Could you explain your sentiments towards them, considering why some of them are there? Do you empathise with them?

You know, I’m a wishy-washy liberal; I empathise with most of them. And having empathised with most of them I would say to somebody, one of the wardens, ‘you know that guy John, he was a really, really nice guy. What did he do?’ and the warden would reply, ‘he was a contract killer’. I thought, oh my god, I choose the wrong kind of company.

Is there, conversely, anything that you’ve been really, really proud of?

Well, I’ve been doing this for some time. There are three or four things that I’m really proud of.

Receiving your knighthood?

No, I mean, work really. I was terribly, terribly proud of the stuff I did in South Africa, and I was immensely proud, and I still have a lot of pictures, of my work with Mandela. To get to know him… I got to know him very well and I’m very proud of that.

And with everything that’s happening at the moment… How do you feel about it?

Well, he’s 95 and, unfortunately, we all die.

Yeah, unfortunately, we do.
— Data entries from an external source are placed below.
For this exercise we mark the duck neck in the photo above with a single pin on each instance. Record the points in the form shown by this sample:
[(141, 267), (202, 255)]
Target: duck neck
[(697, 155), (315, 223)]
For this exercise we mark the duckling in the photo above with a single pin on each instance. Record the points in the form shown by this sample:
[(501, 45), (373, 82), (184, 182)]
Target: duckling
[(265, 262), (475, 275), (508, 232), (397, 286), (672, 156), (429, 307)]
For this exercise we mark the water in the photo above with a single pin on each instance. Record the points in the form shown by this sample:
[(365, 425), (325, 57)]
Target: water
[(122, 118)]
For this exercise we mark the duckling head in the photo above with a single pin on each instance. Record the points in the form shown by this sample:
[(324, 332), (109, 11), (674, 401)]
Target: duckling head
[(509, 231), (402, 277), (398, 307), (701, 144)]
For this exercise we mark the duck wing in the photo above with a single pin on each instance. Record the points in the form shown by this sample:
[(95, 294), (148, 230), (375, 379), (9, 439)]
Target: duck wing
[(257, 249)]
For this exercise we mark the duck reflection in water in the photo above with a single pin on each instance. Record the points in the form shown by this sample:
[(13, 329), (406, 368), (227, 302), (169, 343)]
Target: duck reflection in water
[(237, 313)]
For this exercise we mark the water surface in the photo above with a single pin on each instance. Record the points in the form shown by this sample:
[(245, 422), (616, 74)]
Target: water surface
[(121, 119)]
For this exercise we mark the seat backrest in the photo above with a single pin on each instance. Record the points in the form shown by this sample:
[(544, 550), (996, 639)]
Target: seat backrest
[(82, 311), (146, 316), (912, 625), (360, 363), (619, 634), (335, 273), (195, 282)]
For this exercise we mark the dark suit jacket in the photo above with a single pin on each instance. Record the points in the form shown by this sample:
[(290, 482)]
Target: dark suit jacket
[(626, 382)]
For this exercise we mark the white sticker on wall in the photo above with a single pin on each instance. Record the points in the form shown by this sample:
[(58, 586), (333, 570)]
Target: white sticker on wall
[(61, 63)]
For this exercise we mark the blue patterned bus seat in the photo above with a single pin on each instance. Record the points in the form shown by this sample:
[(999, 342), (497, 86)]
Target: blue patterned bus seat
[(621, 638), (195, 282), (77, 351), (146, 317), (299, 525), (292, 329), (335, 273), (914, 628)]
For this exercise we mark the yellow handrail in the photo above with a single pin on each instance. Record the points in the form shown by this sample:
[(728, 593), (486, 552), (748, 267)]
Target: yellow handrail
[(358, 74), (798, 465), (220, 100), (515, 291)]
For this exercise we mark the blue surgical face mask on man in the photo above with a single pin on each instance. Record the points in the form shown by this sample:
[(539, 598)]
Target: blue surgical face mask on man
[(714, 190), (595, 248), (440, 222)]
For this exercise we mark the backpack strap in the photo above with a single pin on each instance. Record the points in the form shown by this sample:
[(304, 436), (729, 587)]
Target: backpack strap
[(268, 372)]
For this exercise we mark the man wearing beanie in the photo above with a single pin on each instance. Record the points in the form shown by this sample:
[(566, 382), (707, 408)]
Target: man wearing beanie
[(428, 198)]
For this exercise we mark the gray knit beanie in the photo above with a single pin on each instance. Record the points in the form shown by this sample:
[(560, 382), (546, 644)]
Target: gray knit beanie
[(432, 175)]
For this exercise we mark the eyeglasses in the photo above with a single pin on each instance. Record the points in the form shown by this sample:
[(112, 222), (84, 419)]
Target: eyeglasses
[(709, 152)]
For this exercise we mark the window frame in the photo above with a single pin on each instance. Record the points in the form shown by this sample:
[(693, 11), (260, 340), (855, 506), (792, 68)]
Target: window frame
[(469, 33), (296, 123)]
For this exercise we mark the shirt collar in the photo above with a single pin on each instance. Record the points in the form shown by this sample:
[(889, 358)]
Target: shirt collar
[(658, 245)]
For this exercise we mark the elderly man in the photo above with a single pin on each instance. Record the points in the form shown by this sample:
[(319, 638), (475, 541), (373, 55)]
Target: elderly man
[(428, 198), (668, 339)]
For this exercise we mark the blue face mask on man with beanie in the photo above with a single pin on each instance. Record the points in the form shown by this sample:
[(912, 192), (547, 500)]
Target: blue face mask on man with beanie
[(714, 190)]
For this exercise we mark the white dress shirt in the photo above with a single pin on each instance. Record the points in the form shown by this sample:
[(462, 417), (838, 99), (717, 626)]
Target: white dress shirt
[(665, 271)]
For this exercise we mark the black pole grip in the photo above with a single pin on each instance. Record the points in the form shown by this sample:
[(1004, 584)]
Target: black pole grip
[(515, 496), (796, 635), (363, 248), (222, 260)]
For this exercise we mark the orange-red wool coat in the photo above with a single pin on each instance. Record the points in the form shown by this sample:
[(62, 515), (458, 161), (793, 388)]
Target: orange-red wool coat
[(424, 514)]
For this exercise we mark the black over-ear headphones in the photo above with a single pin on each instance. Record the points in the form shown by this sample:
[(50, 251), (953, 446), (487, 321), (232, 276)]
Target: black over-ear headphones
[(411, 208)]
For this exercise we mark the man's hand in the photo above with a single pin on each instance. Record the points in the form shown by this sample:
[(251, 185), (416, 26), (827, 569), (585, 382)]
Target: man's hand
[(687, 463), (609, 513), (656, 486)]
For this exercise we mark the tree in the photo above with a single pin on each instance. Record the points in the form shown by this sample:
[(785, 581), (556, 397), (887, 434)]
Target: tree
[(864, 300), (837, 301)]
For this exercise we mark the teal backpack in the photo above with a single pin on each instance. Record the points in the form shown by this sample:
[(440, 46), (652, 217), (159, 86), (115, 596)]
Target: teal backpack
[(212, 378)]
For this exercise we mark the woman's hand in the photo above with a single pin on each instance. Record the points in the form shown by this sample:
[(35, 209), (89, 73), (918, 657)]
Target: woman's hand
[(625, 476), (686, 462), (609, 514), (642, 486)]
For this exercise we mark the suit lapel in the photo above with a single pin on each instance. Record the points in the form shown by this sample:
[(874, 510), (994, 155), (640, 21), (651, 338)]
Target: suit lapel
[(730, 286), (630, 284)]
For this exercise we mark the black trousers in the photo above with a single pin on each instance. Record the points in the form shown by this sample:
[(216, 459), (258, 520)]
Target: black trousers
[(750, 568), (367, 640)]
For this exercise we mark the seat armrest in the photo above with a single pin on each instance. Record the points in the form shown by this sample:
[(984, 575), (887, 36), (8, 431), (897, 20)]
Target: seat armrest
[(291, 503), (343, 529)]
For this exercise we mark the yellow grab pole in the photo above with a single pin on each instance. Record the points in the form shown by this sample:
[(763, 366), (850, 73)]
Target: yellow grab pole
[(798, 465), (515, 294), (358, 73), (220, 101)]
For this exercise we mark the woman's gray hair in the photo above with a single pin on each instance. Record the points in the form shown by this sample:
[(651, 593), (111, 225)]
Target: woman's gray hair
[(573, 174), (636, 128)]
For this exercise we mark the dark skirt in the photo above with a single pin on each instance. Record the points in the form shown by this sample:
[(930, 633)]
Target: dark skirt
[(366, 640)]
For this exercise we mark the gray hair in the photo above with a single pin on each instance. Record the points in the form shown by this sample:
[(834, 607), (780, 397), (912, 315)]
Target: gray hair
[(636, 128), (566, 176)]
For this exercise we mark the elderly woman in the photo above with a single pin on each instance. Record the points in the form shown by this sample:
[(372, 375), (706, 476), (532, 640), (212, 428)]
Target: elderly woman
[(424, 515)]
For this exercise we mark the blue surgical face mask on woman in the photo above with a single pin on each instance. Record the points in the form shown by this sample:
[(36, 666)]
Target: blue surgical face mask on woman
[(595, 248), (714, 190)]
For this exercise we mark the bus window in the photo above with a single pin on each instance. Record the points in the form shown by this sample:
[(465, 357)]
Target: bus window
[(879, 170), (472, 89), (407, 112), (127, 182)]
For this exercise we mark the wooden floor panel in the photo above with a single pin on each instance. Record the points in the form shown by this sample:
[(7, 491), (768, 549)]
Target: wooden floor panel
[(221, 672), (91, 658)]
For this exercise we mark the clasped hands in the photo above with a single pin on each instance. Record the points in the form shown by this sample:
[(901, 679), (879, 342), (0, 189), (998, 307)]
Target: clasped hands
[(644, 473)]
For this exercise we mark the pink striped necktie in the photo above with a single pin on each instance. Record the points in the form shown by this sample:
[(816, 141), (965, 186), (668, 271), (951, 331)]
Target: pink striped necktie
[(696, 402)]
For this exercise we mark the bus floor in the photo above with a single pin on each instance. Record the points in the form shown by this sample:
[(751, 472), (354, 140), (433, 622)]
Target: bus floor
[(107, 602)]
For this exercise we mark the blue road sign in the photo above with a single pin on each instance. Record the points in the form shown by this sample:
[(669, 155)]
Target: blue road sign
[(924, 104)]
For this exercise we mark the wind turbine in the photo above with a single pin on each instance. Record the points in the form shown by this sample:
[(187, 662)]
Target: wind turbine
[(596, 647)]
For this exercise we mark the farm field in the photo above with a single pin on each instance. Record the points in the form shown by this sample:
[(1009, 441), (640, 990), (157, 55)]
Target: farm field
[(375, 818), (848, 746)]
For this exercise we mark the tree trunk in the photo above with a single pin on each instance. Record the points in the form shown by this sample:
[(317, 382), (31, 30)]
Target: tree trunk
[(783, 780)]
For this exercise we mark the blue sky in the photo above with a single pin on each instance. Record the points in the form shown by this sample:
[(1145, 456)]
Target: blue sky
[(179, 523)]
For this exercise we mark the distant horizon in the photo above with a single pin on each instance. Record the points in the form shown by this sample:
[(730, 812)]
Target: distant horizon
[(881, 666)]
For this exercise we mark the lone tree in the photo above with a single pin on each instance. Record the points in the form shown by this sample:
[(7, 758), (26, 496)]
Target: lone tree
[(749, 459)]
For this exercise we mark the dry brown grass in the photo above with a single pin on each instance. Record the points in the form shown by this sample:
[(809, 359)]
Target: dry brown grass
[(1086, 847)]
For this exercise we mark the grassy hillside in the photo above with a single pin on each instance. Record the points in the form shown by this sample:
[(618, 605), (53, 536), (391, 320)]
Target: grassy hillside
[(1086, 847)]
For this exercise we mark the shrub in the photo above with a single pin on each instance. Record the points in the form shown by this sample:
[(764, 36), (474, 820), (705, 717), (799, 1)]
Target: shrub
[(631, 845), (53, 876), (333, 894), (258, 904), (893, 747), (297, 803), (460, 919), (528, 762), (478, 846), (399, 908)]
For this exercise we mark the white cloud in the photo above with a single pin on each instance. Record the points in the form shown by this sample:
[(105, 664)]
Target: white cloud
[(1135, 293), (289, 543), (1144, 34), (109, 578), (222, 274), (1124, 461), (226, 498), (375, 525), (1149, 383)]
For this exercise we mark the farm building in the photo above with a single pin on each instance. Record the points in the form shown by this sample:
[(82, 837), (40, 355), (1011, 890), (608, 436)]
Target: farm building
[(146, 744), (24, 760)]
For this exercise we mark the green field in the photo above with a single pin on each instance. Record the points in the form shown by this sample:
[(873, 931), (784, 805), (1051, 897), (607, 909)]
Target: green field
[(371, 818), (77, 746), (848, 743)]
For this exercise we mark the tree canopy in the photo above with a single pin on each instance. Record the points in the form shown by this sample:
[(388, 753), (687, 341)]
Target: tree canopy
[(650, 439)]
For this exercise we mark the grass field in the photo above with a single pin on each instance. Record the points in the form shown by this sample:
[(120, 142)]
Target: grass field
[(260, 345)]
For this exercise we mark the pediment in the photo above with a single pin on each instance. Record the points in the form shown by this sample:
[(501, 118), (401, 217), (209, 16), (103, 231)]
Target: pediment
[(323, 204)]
Well, on a final note, if we could ask one last question… Earlier we attended the session ‘The Art of the Interview’. Having interviewed so many people, could you pass on a tip?

It’s the core art in general, even when you go to ask somebody in the street, ‘what happened here?’. The core of everything we do is asking questions and getting information. You know, from that, or interviewing Saddam Hussein or Mandela or, whatever…

It does help to have a likeable voice, though!

I think you’ve also got to ask the right questions. You have to learn to find a way to get the right questions asked.